Can't Slow Down is the ninth studio album by the British-American rock band Foreigner and their most recent album to date. It was the band's first studio release with lead singer Kelly Hansen and bassist Jeff Pilson and the group's first new studio album since 1994's Mr. Moonlight.
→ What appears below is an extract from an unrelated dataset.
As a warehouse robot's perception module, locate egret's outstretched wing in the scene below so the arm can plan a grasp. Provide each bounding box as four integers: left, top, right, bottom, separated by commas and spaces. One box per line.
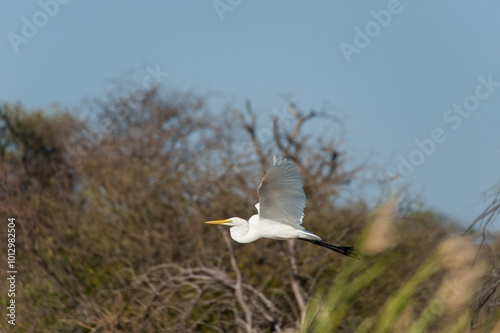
257, 157, 306, 226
In the U.S. the album was first available exclusively through Wal-Mart retailers.

The song "Too Late" had previously been featured on the group's 2008 compilation album No End in Sight: The Very Best of Foreigner.

Marti Frederiksen and guitarist Mick Jones' stepson, Mark Ronson co-produced the album.

With the band starting a farewell tour in 2023, Can't Slow Down will likely be their final studio album.

Reception

Can't Slow Down debuted at 29 on the Billboard 200. The first two singles from the album, "When It Comes to Love" and "In Pieces" both reached the Top 20 on Billboard's Adult Contemporary chart.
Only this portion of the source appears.